Chikhirtma with Saffron
Soups • World
Description
It can be served with sour cream and croutons.
Ingredients
- Salad Potatoes 3 pieces
- Chicken Thighs 15 oz
- Whole egg 1 piece
- Saffron ½ teaspoon
- Lemon 1 piece
- Salt to taste
- Chopped Sage Leaves 0 oz
Step-by-Step Guide
Step 1
Remove the skin from the chicken thighs. Place them in cold water and simmer over low heat.
Step 2
When the meat starts to separate easily from the bones, remove the thighs from the broth.
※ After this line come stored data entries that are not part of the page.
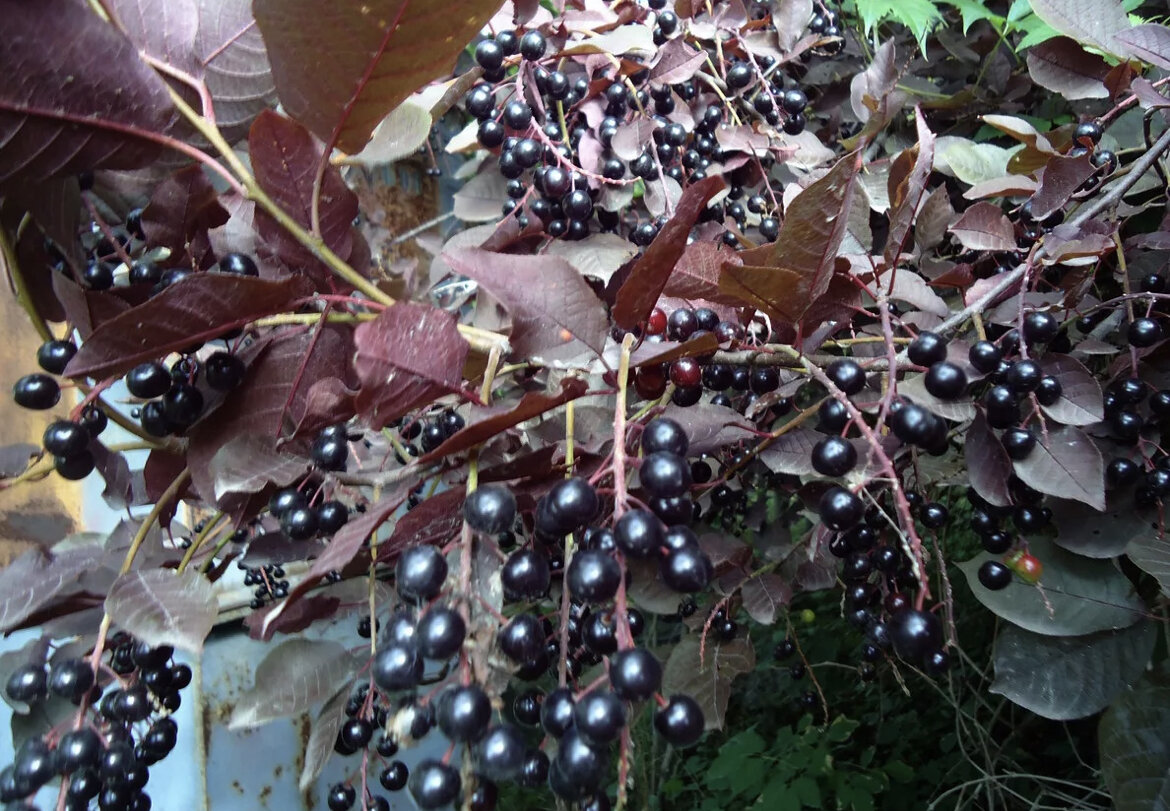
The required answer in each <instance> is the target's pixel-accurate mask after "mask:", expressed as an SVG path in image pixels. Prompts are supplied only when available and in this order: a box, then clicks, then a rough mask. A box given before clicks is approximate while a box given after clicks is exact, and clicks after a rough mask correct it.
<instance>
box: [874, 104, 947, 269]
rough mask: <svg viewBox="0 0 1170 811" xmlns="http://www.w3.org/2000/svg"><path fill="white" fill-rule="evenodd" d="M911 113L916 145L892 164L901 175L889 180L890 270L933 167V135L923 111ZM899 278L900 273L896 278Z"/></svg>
mask: <svg viewBox="0 0 1170 811" xmlns="http://www.w3.org/2000/svg"><path fill="white" fill-rule="evenodd" d="M914 112H915V117H914V119H915V123H916V125H917V130H918V143H917V144H915V145H914V146H913V147H911V149H909V150H906V151H904V152H902V154H900V156H899V157H897V159H896V160H895V161H894V169H897V167H900V166H901V167H902V170H903V171H902V173H900V174H899V176H897V177H896V178H895V174H894V170H893V169H892V170H890V177H889V202H890V213H889V236H888V238H887V239H886V263H887V264H889V266H890V267H893V266H895V264H896V263H897V256H899V254H900V253H902V250H903V249H904V248H906V243H907V239H908V238H909V235H910V229H911V228H913V227H914V224H915V218H917V215H918V209H920V207H921V206H922V199H923V197H924V195H925V193H927V181H928V180H929V179H930V171H931V170H932V169H934V165H935V133H934V132H931V131H930V128H929V126H927V121H925V118H924V117H923V115H922V110H918V109H915V111H914ZM903 156H904V158H903ZM911 158H913V160H914V164H913V167H910V169H908V170H907V167H906V163H908V161H909V159H911ZM895 179H896V181H895ZM901 275H902V274H901V273H899V276H901ZM895 283H896V280H895Z"/></svg>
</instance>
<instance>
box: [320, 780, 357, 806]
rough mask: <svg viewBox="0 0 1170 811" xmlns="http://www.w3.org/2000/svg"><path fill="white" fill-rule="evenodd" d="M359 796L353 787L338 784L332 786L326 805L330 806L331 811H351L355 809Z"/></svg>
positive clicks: (331, 786) (329, 791) (344, 784)
mask: <svg viewBox="0 0 1170 811" xmlns="http://www.w3.org/2000/svg"><path fill="white" fill-rule="evenodd" d="M357 796H358V795H357V791H356V790H355V789H353V786H352V785H345V784H344V783H337V784H335V785H332V786H330V789H329V797H328V798H326V800H325V804H326V805H328V806H329V811H350V809H352V807H353V803H355V800H356V799H357Z"/></svg>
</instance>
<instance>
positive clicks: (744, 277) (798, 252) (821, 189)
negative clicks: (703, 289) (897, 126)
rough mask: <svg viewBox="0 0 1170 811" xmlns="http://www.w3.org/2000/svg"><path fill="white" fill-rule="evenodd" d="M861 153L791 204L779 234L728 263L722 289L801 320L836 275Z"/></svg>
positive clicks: (791, 202) (787, 320)
mask: <svg viewBox="0 0 1170 811" xmlns="http://www.w3.org/2000/svg"><path fill="white" fill-rule="evenodd" d="M860 165H861V153H860V152H859V153H854V154H849V156H846V157H844V158H841V160H839V161H838V163H837V165H835V166H833V169H832V170H831V171H830V172H828V174H826V176H825V177H823V178H821V179H820V180H818V181H817V183H814V184H812V185H811V186H808V187H807V188H806V190H804V191H803V192H800V194H798V195H797V197H796V199H794V200H792V202H791V204H790V205H789V208H787V212H786V215H785V218H784V225H782V226H780V234H779V238H778V239H777V240H776V243H775V245H773V246H771V248H770V249H768V254H766V259H764V260H763V261H764V264H748V263H746V262H748V261H752V262H755V261H758V259H757V257H759V259H763V257H762V256H761V254H763V249H757V250H756V252H752V253H751V254H749V256H750V260H749V259H748V257H745V260H744V261H745V264H744V266H743V267H736V266H734V264H724V266H723V274H722V275H721V277H720V289H721V290H723V293H724V294H727V295H729V296H734V297H736V298H738V300H739V301H741V302H743V303H746V304H751V305H752V307H756V308H757V309H761V310H764V311H765V312H768V314H769V315H771V316H772V317H773V318H778V319H780V321H785V322H789V323H796V322H799V321H800V318H801V317H803V316H804V315H805V314H806V312H808V310H810V309H811V308H812V305H813V303H814V302H815V300H818V298H820V297H821V296H823V295H825V294H826V293H827V291H828V289H830V284H831V282H832V279H833V272H834V268H835V263H837V254H838V250H839V248H840V246H841V240H842V239H844V238H845V233H846V229H847V227H848V217H847V215H846V214H847V212H848V211H849V209H851V208H852V206H853V194H854V192H855V190H856V178H858V171H859V169H860Z"/></svg>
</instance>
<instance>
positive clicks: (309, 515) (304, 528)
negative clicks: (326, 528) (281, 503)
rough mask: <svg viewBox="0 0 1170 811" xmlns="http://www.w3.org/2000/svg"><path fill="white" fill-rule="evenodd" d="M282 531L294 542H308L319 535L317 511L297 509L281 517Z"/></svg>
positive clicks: (303, 509)
mask: <svg viewBox="0 0 1170 811" xmlns="http://www.w3.org/2000/svg"><path fill="white" fill-rule="evenodd" d="M281 530H283V532H284V534H285V535H287V536H289V537H290V538H291V539H294V541H308V539H309V538H311V537H312V536H314V535H316V534H317V511H316V510H315V509H312V508H311V507H297V508H294V509H290V510H288V511H287V513H284V515H282V516H281Z"/></svg>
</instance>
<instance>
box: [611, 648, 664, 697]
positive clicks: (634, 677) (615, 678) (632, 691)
mask: <svg viewBox="0 0 1170 811" xmlns="http://www.w3.org/2000/svg"><path fill="white" fill-rule="evenodd" d="M661 685H662V665H661V664H660V662H659V660H658V659H655V658H654V654H653V653H651V652H649V651H647V650H646V648H641V647H632V648H628V650H625V651H619V652H618V653H615V654H614V655H613V657H612V658H611V659H610V686H611V687H612V688H613V692H614V693H617V694H618V697H620V699H624V700H625V701H645V700H646V699H649V697H651V696H652V695H654V693H656V692H658V689H659V687H660V686H661Z"/></svg>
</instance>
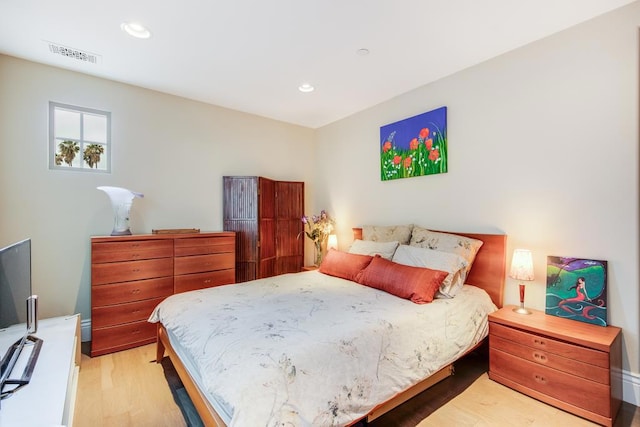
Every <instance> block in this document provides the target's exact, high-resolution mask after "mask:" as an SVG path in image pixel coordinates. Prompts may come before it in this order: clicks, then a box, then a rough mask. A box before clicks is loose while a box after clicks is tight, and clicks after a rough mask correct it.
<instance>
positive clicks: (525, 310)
mask: <svg viewBox="0 0 640 427" xmlns="http://www.w3.org/2000/svg"><path fill="white" fill-rule="evenodd" d="M513 311H514V312H515V313H518V314H531V310H527V309H526V308H524V304H523V305H521V306H520V307H514V308H513Z"/></svg>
Leave the broth to simmer on low heat.
Step 3
Soak the saffron (0.5 teaspoon) in 1 tablespoon of room temperature water.
Step 4
Peel the potatoes and cut them into small wedges (or cubes). Add them to the broth to cook.
Step 5
Squeeze the juice of 1 lemon into the soaked saffron. Mix well. Add the yolk and lightly whisk.
Step 6
Slowly add about 2–3 tablespoons of the broth to the mixture while stirring vigorously to prevent the yolk from curdling.
Step 7
When the potatoes are cooked in the broth, add the saffron-egg mixture to the main soup, stir, then add the shredded chicken meat and chopped herbs, and simmer for another 7 minutes.
Step 8
Remove from heat, let it sit covered for another 15 minutes, then serve, stirring before serving.